A 45-year-old woman with a history of bipolar I disorder was recently hospitalized for a manic episode. Following stabilization, her psychiatrist initiated lithium carbonate at 300 mg twice daily for mood stabilization. Her baseline thyroid function tests were within normal limits.
Over the next few months, the patient began experiencing fatigue, weight gain, dry skin, and cold intolerance. She also noticed some mild depressive symptoms returning, which she initially attributed to life stress. During her follow-up visit, routine labs were drawn. Her TSH was elevated at 22.15, and free T4 was low, confirming lithium-induced hypothyroidism.
How Lithium Affects Thyroid Function
Lithium is a well-established mood stabilizer that has been used for decades in the treatment of bipolar disorder. However, one of its notable endocrine side effects involves the thyroid gland.
Lithium can affect thyroid function through several mechanisms:
- Inhibition of thyroid hormone synthesis and release: Lithium interferes with iodide uptake and hormone secretion from thyroid follicles, leading to decreased T4 and T3 output.
- Altered peripheral conversion: Lithium can reduce the peripheral conversion of T4 to the active T3 form, further contributing to hypothyroid symptoms.
- Autoimmune thyroiditis: Chronic lithium exposure may increase the risk of autoimmune thyroiditis, particularly in patients with underlying predispositions.
Clinical Implications
Monitoring thyroid function is essential in patients on long-term lithium therapy. The American Psychiatric Association recommends checking TSH and free T4 at baseline and every 6–12 months thereafter.

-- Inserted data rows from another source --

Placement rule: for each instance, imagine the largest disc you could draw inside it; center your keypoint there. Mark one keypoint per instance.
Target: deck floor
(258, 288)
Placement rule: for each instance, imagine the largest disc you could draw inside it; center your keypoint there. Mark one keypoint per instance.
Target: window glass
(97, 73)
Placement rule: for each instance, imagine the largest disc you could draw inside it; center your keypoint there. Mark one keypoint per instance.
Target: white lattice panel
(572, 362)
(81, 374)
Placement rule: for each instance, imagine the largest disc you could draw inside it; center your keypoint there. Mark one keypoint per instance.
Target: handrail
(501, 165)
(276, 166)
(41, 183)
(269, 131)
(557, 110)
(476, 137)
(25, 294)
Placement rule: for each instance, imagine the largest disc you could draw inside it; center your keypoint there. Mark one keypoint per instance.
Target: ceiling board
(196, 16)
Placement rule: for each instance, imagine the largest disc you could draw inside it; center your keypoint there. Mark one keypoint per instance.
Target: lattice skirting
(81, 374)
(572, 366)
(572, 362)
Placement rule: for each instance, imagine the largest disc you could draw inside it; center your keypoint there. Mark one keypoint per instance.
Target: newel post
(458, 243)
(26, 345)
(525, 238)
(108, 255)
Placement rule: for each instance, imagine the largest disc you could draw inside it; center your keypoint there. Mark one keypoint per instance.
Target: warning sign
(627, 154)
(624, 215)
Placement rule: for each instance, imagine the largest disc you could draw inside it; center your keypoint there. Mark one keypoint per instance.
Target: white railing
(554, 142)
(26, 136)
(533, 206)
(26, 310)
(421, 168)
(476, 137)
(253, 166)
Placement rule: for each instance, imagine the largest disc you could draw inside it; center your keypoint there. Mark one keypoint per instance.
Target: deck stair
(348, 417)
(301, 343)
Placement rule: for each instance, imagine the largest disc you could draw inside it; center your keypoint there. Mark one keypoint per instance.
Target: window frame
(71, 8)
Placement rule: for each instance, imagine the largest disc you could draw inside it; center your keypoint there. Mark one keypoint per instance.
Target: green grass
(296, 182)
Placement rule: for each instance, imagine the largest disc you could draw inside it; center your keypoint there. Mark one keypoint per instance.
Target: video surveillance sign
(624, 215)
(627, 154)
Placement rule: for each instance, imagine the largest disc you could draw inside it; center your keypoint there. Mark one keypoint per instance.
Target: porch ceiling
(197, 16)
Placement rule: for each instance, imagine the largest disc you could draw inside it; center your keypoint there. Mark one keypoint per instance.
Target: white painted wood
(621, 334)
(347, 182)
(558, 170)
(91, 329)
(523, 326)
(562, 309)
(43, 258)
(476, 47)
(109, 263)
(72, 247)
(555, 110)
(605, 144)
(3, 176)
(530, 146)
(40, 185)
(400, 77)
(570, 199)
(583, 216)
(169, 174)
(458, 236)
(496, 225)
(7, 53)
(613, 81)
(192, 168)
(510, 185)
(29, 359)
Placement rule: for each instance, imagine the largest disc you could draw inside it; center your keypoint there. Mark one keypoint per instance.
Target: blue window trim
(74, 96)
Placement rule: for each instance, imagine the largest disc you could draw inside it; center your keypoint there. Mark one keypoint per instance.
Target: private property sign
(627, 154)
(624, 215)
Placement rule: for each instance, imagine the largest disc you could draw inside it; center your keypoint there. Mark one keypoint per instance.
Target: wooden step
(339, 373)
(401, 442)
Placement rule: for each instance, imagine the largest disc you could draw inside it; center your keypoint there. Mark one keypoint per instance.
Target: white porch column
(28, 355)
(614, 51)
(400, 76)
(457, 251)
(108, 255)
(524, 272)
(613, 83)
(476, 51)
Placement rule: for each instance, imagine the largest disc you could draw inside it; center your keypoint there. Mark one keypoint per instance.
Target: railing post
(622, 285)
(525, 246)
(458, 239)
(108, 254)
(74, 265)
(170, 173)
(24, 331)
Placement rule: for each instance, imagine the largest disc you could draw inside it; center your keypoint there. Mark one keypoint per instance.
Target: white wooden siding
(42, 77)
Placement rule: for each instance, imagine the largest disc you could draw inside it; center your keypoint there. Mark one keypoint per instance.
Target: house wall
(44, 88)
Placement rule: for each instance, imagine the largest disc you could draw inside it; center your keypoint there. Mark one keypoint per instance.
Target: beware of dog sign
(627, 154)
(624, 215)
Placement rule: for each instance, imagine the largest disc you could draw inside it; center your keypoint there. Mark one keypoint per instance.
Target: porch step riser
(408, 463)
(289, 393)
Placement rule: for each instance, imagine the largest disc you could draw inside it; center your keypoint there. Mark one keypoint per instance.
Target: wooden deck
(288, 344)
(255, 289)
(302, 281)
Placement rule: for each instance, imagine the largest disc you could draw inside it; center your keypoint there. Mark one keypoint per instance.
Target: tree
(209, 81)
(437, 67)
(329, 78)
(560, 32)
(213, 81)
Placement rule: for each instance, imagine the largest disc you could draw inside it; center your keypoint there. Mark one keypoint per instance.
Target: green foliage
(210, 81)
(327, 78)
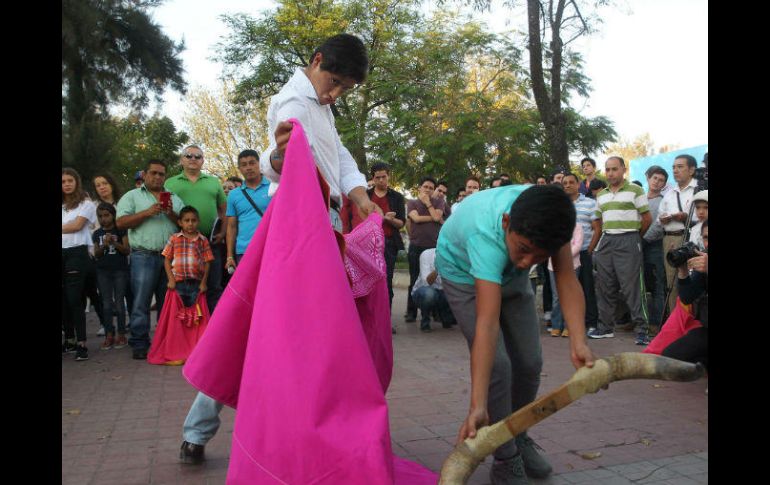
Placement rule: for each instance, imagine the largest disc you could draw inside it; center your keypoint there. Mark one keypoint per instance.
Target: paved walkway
(122, 419)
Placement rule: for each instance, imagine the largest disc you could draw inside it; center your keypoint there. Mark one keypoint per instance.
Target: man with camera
(673, 213)
(692, 271)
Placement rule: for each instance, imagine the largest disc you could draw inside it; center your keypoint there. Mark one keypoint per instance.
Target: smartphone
(165, 200)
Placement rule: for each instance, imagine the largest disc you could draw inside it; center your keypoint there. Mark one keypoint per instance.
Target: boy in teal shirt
(483, 255)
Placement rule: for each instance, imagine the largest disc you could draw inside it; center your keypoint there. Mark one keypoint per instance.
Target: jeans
(655, 279)
(148, 277)
(413, 255)
(428, 299)
(74, 266)
(202, 420)
(188, 291)
(518, 358)
(112, 286)
(557, 318)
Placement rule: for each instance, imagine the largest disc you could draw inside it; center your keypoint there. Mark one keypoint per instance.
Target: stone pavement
(122, 419)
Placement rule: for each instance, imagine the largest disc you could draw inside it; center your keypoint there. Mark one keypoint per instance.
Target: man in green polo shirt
(149, 226)
(205, 193)
(625, 217)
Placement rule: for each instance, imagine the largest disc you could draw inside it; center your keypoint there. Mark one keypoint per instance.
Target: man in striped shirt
(625, 217)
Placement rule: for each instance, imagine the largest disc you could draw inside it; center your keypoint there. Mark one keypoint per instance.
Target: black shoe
(191, 453)
(81, 352)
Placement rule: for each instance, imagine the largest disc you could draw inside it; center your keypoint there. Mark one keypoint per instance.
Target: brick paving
(122, 419)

If hypothyroidism develops, clinicians generally do not discontinue lithium, as its mood-stabilizing benefits may outweigh the endocrine effects. Instead, levothyroxine supplementation can be started to correct the thyroid imbalance. Discontinuing lithium may be a consideration if the patient has not responded clinically to the medication, and we are looking at other options anyway.
In practice, patients on lithium who start showing sluggishness, fatigue, or unexplained mood changes should always have thyroid function assessed for lithium-induced hypothyroidism. This can be challenging to recognize because symptoms may be associated with bipolar disorder. Recognizing lithium-induced hypothyroidism early can prevent both physical symptoms and worsening of depressive phases in bipolar disorder.